Historically, we used Illustrator to craft our web designs. With features such as Smart Guides and a more intuitive grid system it was far superior to Photoshop, but there was always something that didn’t feel quite right. Handing those complex Illustrator files to the front-end development team was unfair. It made their job more difficult and it would often result in the designers spending extra time refining images to ensure they were pixel perfect.

So, in 2012 we reviewed our process and took the decision to switch to Photoshop. Illustrator had served us well but Photoshop had come a long way and offered a much better workflow. At that point, CS6 was the latest version and after a short transition, we started to see results. Smart Objects and Layer Comps saved time by allowing us to test multiple layout options for internal and client reviews. Being able to design three or four options for navigation styles and flick between them to make decisions was nothing short of a revelation.

When Adobe announced CC and forced the industry into the controversial subscription model we were hoping for more innovative features.  We weren’t disappointed when we found Generate Image Assets – it was just a game-changer for everyone in the studio. GIA replaced the cumbersome slice tool that cut images like a sledgehammer and saved so much time for the front-end development team.

It combined slicing, file naming and exporting images for web, all in real time. It had so much potential but it also meant we needed to rethink the way design and technical teams worked in the studio. Every designer works slightly differently, and so does every developer. So I’d never suggest a one size fits all solution. But figuring out the basics and ensuring that the project teams are on the same page at the outset is crucial.

Our designers are very strict with the naming and organisation of layers. Keeping them in Layer Groups and in a logical and hierarchical structure is critical to taking advantage of Generate Image Assets. Header, navigation, heroes, page content and footers should all flow logically. For developers, we ensure that naming conventions, image size targets and the requirement for retina and breakpoints for responsive images are all considered. This helps the designers set up documents and gives the developers the assets they need to build the pages into workable HTML.
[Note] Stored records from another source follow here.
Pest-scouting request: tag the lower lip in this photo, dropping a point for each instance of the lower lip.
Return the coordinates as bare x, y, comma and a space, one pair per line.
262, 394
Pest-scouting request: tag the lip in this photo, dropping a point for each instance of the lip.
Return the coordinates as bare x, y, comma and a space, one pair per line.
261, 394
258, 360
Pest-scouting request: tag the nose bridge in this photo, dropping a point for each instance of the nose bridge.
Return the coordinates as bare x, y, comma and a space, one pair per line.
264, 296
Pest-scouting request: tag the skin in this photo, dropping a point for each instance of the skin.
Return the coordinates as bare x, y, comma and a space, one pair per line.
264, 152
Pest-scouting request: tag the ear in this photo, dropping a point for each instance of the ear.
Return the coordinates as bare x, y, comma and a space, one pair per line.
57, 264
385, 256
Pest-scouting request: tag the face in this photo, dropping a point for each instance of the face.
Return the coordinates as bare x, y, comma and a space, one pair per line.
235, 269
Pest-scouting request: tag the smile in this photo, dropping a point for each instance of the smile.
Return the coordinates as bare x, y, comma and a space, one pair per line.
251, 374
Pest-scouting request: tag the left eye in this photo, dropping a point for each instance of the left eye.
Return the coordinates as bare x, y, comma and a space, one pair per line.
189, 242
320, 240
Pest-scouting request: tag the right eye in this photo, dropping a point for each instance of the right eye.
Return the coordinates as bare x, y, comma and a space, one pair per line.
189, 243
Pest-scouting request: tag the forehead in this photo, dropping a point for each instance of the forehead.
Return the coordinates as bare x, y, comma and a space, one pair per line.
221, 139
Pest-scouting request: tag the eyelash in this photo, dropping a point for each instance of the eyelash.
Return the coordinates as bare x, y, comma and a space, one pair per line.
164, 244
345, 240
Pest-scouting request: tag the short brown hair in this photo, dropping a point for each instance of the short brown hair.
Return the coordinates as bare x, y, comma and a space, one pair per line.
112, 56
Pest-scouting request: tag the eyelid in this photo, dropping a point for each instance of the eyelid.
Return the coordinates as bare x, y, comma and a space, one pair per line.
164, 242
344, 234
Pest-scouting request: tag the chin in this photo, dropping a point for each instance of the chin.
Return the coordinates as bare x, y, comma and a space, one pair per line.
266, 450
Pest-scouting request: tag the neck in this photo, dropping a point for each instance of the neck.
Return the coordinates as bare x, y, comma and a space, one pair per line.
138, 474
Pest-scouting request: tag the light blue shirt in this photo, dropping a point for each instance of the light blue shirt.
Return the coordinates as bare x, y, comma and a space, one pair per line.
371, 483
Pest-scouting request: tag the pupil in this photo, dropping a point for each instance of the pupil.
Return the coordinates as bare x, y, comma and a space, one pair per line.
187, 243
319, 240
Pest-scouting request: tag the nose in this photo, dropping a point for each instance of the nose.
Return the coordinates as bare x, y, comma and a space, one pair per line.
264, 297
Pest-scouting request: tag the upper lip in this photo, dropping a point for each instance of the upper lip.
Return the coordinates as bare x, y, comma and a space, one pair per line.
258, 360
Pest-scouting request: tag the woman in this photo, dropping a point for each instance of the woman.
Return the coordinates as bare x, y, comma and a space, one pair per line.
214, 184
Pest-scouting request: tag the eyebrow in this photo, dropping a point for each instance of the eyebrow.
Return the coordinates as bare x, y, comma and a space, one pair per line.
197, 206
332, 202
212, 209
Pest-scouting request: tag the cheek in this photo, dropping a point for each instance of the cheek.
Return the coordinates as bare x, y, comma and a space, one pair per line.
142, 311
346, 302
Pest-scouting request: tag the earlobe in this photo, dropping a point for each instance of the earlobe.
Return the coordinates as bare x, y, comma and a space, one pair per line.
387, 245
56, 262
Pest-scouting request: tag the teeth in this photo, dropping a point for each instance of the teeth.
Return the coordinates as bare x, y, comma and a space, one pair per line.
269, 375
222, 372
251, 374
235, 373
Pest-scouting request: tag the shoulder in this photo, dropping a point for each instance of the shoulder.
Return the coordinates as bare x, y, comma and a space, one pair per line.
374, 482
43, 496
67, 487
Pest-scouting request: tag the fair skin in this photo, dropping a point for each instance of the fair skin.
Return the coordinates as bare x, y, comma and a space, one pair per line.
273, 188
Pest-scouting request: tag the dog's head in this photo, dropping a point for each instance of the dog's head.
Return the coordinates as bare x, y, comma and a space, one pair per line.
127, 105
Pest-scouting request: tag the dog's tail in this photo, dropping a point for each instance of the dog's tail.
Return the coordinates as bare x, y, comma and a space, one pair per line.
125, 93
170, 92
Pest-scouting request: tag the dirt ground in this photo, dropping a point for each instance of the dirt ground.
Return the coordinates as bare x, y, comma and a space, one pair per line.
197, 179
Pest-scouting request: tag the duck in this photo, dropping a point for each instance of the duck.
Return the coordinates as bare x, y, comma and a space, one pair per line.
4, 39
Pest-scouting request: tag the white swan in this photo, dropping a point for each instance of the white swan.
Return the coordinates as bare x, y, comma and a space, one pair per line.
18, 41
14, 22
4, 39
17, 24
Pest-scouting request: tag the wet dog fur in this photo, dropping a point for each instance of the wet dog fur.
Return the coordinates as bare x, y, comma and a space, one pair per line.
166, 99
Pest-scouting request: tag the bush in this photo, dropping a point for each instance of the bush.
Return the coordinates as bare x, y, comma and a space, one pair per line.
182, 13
It means they can focus on web standards, framework, browser compatibility and validation rather than having to waste time wrestling with messy PSD files supplied by designers. The first project that gave us the opportunity to trial the new workflow in full was the XCP Professional website. As usual, we started with UX planning and developed the technical specifications. The design team then began crafting the page designs in Photoshop. We prefer a mobile-first design process but clients often need to see how their brand and products will look on the big screen so we tend to do this in parallel with desktop design. The designs were generated at double size to cater for retina devices. Then, for internal and client review, we maximised the use of Layer Comps. This allowed us to test out colour combinations, typographic treatment, user interactions and navigation options. We used the handy ‘Export Layer Comps to files’ script to export JPG files and then built prototypes using Invision.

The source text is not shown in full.